# Finalmouse ultralight pro overrated?



## Whitcomb (23. September 2018)

Werde mir demnächst was neues zulegen und hab mich mal etwas umgehört.

Wenn ich dem Internet glaube scheint die Finalmouse Ultralight Pro momentan der absolute Edge Lord unter den Mäusen zu sein.

- Geniales Kabel 
- Gute Verarbeitung
- Sehr guter Sensor 

Usw.

Da Glauben leider nie meine Stärke war, frage ich euch was dran ist und ob ihr sie eventuell schon testen konntet.

Selber testen konnte ich sie nicht da sie momentan überall "Out of Stock" ist und ich dann doch nicht bereit war bei der Bucht über 260€ dafür zu bezahlen.


----------



## MaW85 (23. September 2018)

Na für 260€ alleine muss das Teil Ultra geil sein, oder? 

Schon mal bei RAZER, Logitech oder Speedlink nachgesehen, da bekommst für´s Geld bestimmt mehr.


----------



## Caduzzz (23. September 2018)

Wenn sie nirgends lieferbar ist muss man halt warten, oder 'ne andere Maus nehmen. "Edge Lord" hin oder her 

Hier(ff) gibt's ein paar Eindrücke.


----------



## Whitcomb (23. September 2018)

@MaW den Kommentar hättest du dir sparen können.

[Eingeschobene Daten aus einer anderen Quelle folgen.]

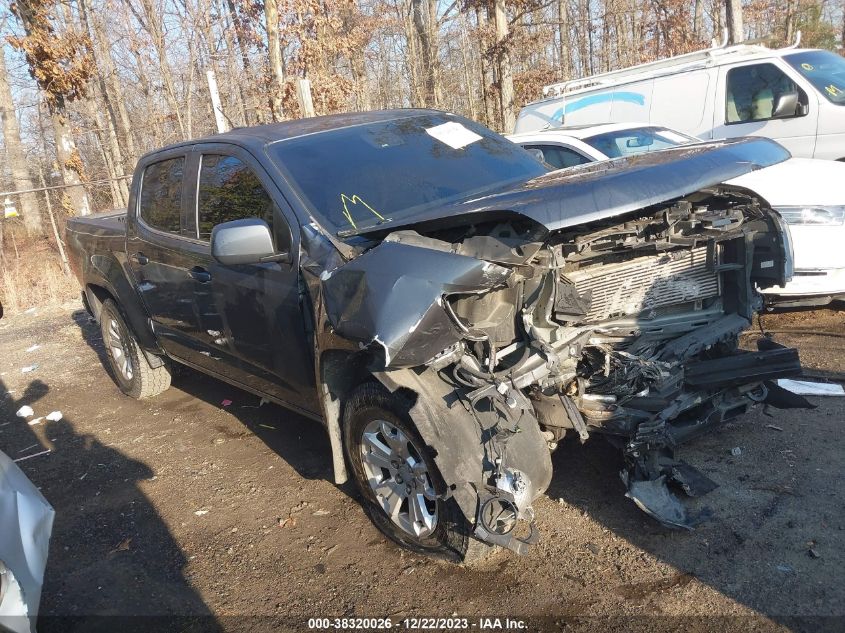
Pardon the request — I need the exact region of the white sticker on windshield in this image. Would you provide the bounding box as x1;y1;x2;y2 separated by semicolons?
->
425;121;483;150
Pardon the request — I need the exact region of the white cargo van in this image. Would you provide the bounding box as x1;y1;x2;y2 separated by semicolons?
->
514;35;845;160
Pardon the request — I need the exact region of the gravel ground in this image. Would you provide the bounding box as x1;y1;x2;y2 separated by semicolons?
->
0;301;843;633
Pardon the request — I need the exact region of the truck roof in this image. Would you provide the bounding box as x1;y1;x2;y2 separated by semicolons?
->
138;109;440;160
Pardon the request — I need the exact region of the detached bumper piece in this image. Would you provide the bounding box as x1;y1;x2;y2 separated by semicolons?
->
683;345;801;389
621;340;804;530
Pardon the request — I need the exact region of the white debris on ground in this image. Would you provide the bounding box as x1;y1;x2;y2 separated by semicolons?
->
45;411;62;422
778;379;845;397
11;449;51;463
20;365;38;374
15;406;33;418
25;344;40;353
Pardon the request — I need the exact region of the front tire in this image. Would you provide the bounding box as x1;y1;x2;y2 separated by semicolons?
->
343;382;473;561
99;299;171;399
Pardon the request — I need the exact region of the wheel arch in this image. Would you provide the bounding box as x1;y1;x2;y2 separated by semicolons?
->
318;348;379;485
83;254;161;353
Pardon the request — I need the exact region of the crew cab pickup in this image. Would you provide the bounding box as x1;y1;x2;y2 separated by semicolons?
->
67;109;807;560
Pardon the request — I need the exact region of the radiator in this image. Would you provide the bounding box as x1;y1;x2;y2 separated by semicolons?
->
563;247;719;321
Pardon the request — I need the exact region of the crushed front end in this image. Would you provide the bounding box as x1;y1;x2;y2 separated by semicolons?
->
321;183;806;554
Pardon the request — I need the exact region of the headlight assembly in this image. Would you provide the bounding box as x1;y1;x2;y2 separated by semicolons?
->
775;206;845;226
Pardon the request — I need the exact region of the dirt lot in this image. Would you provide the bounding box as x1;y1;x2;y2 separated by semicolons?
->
1;302;843;632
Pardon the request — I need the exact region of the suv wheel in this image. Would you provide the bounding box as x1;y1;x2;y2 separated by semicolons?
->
100;299;171;399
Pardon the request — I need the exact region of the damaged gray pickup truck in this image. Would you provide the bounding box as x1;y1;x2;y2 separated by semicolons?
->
67;109;808;561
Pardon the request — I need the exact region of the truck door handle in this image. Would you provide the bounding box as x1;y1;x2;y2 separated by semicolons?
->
189;266;212;283
131;252;149;266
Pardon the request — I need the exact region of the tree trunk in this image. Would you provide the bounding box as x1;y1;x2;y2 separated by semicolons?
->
38;166;70;276
494;0;515;132
557;0;571;78
0;46;42;235
51;104;92;216
476;6;495;129
222;0;256;125
411;0;439;106
726;0;744;44
458;16;476;120
265;0;286;121
81;0;136;170
402;1;424;107
130;0;187;139
693;0;704;40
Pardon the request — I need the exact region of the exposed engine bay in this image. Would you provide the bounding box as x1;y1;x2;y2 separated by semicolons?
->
321;184;806;554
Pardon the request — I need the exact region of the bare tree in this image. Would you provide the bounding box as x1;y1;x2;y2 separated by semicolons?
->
0;42;42;235
264;0;286;120
10;0;92;216
726;0;744;44
494;0;515;131
411;0;440;106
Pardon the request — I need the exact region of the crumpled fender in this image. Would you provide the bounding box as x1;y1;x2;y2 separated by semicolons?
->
321;239;511;369
373;367;553;522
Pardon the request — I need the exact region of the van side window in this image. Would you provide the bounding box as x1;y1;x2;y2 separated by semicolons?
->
139;157;184;234
726;63;801;123
197;155;276;241
523;144;592;169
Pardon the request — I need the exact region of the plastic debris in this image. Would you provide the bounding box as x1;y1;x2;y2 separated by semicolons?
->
777;379;845;397
776;563;794;574
45;411;62;422
808;548;820;559
765;424;784;432
13;449;51;463
312;509;330;516
15;406;33;418
27;417;44;427
730;447;742;456
25;344;40;353
194;509;209;516
20;365;38;374
0;449;55;631
221;399;232;407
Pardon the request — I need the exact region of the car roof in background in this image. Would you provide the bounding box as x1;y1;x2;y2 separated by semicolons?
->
509;122;656;141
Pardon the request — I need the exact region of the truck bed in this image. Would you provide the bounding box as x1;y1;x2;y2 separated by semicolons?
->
66;210;128;285
66;209;126;237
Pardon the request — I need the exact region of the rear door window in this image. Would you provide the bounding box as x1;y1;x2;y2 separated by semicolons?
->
196;154;276;241
139;157;184;234
522;144;592;169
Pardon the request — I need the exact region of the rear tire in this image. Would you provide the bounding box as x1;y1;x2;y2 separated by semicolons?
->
99;299;171;399
343;382;475;561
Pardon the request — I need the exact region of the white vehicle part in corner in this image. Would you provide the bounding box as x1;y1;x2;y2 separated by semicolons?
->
0;450;55;633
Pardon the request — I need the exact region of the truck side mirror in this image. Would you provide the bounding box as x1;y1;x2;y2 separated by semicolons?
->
211;218;291;265
772;91;800;118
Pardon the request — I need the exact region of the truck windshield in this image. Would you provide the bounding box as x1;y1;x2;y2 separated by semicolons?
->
784;50;845;105
582;127;696;158
266;113;547;235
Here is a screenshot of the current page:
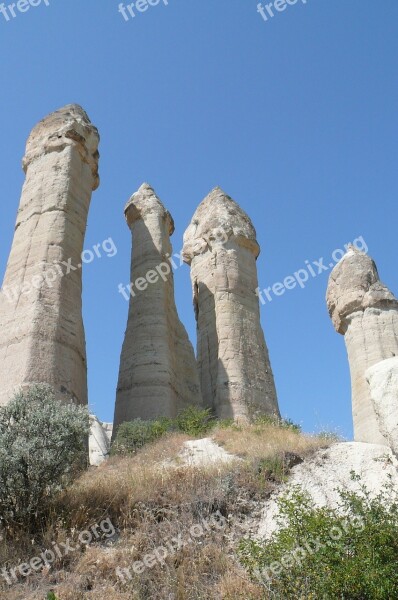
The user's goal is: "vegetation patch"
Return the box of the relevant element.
[240,479,398,599]
[0,384,89,534]
[112,407,214,455]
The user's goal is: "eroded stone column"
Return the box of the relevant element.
[366,358,398,454]
[326,247,398,444]
[0,104,99,406]
[183,187,279,421]
[113,184,202,431]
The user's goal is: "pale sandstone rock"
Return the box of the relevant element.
[89,415,112,466]
[102,422,113,444]
[183,187,279,421]
[113,184,202,433]
[366,357,398,454]
[0,105,99,406]
[258,442,398,538]
[327,247,398,444]
[163,437,239,468]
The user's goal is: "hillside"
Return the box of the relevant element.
[0,421,329,600]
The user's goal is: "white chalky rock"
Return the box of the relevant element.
[366,357,398,455]
[258,442,398,539]
[178,437,238,467]
[113,184,203,434]
[161,437,239,469]
[183,187,279,421]
[0,105,99,406]
[327,247,398,444]
[89,416,112,466]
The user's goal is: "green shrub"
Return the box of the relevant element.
[175,406,214,436]
[112,407,215,455]
[113,409,303,457]
[239,480,398,599]
[257,455,289,484]
[217,418,237,430]
[0,385,89,532]
[112,417,172,455]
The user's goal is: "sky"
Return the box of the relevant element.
[0,0,397,439]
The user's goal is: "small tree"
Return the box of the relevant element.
[0,384,90,532]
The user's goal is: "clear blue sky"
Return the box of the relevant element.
[0,0,397,438]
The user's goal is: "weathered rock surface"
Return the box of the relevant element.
[258,442,398,538]
[89,415,113,466]
[366,357,398,455]
[113,184,202,433]
[327,247,398,444]
[183,187,279,421]
[175,437,239,467]
[161,437,239,469]
[0,105,99,406]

Inhaltslos + trägt nichts zum Topic bei.

@Caduzzz Es geht nicht ums warten, sondern ums Topic.
Danke für den Link.

Hoffe trotzdem das hier jemand von Erfahrungen aus erster Hand berichten kann.
Da ich bei Reviews in Foren,bei YT usw. recht skeptisch bin was die Seriosität anbelangt.


----------



## Caduzzz (23. September 2018)

Hi Whitecomb,

sollte nicht "blöd" etc. gemeint sein, aber wenn die seit Monaten nirgends bis kaum gelistet ist, heißt es einfach warten..
Überteuert irgendwo kaufen würde ich die auf keinen Fall!! Frag doch einfach mal bei finalmouse nach ob, wie und wann mit den nächsten zu rechnen ist?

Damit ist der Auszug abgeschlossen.